China says exports to Russia in line with its law, regulations
BEIJING, Feb 9 (Reuters) - China has always required its firms to strictly abide by domestic laws and regulations, a commerce ministry spokesperson said on Thursday, when asked if China had exported navigation equipment, jamming technology and fighter-jet parts to Russia.
The Wall Street Journal reported on Saturday that Chinese state-owned defence companies had provided technology, including navigation equipment, communication jamming technology and aircraft parts that Russia's military needs, citing Russian customs records.
"The Chinese government has always required enterprises to strictly comply with national export control and other laws and regulations ... and ensure that relevant exports are in line with China's national security interests and international interests," ministry of commerce spokesperson Shu Jueting told a regular briefing.
China's state-owned assets regulator did not respond to a Reuters request for comment.
China's Anti-Foreign Sanctions Law, which came into force in June 2021, grants Chinese companies a legal basis for side-stepping international sanctions that have a detrimental impact on Chinese entities and results in them only having to comply with domestic laws and regulations.
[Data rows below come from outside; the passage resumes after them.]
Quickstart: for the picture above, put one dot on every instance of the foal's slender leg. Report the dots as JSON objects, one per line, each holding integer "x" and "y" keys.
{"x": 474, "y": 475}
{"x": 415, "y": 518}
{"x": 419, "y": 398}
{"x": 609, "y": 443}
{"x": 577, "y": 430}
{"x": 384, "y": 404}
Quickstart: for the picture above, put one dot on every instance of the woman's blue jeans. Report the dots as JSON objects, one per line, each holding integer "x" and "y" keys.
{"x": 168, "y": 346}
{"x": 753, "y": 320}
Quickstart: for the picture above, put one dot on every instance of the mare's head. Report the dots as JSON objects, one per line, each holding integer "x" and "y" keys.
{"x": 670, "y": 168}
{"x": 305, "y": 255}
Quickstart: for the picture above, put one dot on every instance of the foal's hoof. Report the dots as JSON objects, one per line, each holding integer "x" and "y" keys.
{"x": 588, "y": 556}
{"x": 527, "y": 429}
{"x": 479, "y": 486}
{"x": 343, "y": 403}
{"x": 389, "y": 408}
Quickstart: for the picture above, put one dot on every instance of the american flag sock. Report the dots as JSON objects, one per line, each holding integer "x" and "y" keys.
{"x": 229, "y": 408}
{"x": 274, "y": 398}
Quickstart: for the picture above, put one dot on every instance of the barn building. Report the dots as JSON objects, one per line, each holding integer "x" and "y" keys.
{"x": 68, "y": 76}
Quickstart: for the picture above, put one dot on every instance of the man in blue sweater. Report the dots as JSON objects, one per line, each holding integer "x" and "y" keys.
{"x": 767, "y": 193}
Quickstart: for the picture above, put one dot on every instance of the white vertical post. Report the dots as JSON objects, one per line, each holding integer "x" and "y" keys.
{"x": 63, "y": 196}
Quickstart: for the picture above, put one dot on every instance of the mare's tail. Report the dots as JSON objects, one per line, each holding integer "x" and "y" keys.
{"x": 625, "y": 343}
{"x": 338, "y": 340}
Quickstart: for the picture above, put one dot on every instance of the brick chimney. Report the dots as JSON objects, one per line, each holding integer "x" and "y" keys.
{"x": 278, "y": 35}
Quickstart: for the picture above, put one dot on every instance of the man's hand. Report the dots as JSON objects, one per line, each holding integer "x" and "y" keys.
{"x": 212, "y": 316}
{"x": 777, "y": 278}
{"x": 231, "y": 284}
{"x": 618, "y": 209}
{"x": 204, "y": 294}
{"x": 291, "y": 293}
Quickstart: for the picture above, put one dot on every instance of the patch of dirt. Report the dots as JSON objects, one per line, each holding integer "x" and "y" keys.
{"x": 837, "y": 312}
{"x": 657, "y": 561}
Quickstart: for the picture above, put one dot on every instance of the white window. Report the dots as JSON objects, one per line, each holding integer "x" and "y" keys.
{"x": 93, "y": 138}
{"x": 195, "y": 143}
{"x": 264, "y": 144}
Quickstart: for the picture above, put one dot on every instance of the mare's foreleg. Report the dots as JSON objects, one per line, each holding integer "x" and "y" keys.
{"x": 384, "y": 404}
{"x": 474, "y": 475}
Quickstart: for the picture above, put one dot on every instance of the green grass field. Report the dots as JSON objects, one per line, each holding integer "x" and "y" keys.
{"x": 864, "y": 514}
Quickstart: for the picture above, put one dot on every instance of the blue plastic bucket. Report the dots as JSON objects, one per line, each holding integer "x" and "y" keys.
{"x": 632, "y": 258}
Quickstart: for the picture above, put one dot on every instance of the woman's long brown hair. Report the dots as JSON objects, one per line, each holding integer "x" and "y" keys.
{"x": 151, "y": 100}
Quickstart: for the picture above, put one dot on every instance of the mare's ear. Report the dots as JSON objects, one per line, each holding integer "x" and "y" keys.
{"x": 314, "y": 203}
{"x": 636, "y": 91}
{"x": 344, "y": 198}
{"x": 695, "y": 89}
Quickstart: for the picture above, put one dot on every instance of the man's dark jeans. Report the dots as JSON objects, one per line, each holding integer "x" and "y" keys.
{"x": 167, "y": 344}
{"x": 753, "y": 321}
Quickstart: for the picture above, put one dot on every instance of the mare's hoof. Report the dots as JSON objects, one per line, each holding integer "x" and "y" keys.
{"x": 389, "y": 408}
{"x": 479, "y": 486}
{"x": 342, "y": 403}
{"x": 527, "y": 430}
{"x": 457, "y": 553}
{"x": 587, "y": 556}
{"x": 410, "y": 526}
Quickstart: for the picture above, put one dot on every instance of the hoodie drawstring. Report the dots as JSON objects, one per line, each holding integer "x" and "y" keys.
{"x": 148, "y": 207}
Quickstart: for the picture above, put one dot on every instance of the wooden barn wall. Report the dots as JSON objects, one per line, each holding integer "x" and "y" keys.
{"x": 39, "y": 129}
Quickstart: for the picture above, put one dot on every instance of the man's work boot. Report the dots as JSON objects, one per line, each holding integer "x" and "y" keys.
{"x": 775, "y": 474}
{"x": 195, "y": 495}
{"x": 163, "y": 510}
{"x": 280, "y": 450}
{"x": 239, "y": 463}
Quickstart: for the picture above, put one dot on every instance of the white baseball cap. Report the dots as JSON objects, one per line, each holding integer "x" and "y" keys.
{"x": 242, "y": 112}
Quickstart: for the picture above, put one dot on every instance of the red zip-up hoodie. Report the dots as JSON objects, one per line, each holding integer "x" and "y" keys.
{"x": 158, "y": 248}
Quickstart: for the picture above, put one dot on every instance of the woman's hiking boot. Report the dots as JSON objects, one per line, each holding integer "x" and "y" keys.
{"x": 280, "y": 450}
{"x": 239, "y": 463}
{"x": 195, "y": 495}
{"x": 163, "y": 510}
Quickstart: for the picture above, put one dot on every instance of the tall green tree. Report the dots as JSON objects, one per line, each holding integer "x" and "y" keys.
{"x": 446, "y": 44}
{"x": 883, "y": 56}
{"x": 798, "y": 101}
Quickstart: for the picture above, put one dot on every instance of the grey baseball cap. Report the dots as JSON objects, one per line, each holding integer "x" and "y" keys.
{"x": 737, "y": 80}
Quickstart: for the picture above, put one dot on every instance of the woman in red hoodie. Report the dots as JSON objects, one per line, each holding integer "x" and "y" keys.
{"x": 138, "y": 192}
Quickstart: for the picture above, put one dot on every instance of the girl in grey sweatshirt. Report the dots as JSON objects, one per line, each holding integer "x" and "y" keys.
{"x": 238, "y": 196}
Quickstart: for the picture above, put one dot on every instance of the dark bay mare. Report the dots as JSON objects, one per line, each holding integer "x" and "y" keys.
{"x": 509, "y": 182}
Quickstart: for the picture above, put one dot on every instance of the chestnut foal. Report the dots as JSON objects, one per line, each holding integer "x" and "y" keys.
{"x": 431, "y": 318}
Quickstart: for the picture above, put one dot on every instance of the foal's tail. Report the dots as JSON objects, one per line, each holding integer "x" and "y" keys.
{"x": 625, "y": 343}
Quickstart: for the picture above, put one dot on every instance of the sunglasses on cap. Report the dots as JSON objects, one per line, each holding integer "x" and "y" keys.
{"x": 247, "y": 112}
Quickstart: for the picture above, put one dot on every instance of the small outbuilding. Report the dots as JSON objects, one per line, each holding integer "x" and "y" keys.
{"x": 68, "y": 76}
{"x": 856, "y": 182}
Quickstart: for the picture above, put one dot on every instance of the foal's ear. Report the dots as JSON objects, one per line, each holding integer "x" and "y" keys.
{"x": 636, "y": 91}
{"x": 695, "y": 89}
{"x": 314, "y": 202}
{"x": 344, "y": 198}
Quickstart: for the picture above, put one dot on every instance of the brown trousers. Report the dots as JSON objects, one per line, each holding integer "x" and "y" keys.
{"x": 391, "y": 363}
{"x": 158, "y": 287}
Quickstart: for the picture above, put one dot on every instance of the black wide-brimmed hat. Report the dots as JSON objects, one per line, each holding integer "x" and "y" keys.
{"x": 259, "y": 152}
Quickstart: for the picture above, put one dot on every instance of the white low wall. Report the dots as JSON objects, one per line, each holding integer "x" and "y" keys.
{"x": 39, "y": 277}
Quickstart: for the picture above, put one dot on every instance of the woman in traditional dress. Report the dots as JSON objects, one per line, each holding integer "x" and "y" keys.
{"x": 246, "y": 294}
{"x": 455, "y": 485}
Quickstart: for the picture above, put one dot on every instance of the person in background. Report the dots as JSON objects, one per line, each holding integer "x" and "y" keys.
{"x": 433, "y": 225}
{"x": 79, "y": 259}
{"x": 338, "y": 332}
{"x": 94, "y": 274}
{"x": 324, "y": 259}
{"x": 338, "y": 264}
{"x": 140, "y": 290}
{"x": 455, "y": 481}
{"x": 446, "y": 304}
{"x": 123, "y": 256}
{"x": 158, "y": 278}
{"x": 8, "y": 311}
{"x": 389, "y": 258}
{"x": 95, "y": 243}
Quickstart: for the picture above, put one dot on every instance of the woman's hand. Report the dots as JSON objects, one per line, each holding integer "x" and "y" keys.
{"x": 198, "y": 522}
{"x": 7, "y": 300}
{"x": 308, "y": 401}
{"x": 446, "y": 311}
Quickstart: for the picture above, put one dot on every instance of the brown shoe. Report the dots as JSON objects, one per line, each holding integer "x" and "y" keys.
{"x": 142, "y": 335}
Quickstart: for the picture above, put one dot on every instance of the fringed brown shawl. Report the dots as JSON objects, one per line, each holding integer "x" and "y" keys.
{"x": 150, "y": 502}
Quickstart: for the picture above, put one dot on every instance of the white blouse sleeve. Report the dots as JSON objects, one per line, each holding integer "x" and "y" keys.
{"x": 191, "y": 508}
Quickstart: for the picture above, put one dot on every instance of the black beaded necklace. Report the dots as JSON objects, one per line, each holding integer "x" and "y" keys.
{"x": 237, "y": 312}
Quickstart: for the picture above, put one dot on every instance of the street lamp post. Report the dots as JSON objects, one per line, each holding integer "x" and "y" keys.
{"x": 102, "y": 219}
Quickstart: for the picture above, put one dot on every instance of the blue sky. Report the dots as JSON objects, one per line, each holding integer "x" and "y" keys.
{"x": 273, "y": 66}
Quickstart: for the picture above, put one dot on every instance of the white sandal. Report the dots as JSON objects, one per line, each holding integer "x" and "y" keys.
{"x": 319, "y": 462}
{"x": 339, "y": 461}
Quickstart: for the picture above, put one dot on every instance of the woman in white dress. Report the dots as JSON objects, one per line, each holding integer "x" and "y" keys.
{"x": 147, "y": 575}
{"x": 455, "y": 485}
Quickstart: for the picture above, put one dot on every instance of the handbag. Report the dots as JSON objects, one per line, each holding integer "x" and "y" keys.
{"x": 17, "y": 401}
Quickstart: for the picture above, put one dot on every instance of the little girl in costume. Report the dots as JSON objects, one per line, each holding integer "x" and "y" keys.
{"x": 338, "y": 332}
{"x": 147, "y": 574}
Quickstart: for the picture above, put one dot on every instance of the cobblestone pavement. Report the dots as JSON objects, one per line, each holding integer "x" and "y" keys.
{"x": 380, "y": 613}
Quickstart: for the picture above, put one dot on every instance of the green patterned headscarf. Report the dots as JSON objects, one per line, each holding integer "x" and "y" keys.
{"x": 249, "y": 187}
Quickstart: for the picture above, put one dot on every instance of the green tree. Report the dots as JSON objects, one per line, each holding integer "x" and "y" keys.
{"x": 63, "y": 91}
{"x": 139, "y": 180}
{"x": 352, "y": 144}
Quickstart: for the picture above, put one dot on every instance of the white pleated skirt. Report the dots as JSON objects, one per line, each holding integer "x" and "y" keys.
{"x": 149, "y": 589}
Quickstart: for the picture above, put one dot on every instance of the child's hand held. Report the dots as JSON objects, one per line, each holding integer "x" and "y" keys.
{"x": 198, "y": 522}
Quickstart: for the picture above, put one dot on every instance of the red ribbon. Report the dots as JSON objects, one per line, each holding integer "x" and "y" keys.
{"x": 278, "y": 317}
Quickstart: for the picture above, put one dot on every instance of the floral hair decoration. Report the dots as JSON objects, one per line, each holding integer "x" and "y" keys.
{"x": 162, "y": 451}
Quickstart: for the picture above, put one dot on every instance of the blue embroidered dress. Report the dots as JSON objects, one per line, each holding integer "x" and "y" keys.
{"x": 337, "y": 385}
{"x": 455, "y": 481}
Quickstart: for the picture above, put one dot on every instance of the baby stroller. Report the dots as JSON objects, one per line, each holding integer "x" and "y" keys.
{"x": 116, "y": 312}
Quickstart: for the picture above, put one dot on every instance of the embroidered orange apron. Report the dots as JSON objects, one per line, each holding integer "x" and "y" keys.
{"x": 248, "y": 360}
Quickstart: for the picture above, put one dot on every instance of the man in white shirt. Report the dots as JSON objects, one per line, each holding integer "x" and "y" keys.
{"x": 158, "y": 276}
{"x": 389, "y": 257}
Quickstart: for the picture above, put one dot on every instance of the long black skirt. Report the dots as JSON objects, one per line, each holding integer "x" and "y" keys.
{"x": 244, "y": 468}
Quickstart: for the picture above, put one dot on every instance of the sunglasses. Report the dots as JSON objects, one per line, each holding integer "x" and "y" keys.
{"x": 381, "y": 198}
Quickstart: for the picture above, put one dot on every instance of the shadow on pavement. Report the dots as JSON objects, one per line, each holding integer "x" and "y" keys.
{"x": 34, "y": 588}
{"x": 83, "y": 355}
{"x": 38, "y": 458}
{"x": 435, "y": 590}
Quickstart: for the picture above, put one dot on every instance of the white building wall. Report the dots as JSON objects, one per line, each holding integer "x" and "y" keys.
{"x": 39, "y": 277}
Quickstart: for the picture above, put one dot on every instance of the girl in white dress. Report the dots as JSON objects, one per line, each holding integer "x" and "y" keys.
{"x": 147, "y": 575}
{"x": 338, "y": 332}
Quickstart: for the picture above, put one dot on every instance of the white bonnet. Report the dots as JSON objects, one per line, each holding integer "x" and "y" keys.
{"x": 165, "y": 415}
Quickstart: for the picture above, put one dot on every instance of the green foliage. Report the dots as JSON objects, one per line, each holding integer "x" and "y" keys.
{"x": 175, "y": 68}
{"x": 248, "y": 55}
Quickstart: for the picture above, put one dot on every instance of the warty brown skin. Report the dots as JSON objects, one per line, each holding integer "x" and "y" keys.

The Group of Seven member states are discussing placing sanctions on companies in China, Iran and North Korea they believe to be providing Russia with military equipment, according to a report by Bloomberg.
China has consistently voiced opposition to what it considers to be "unilateral sanctions".
It has been over a year since Chinese President Xi Jinping and Russian President Vladimir Putin announced a strategic partnership with no "forbidden areas" of cooperation.
While China has repeatedly called for a ceasefire in Ukraine, it has refrained from condemning Russian military operation there or called it an "invasion".
China-Russia trade hit a record 1.28 trillion yuan ($190 billion) last year, according to China's National Bureau of Statistics, accounting for 3% of China's total trade. The Wall Street Journal and the South China Morning Post have both subsequently reported that among China's exports were parts and technologies with dual-use military applications.
Russia hosted Chinese Vice Foreign Minister Ma Zhaoxu in Moscow last week. Mutual political trust between China and Russia has continued to deepen, China's foreign ministry said in a statement following the trip.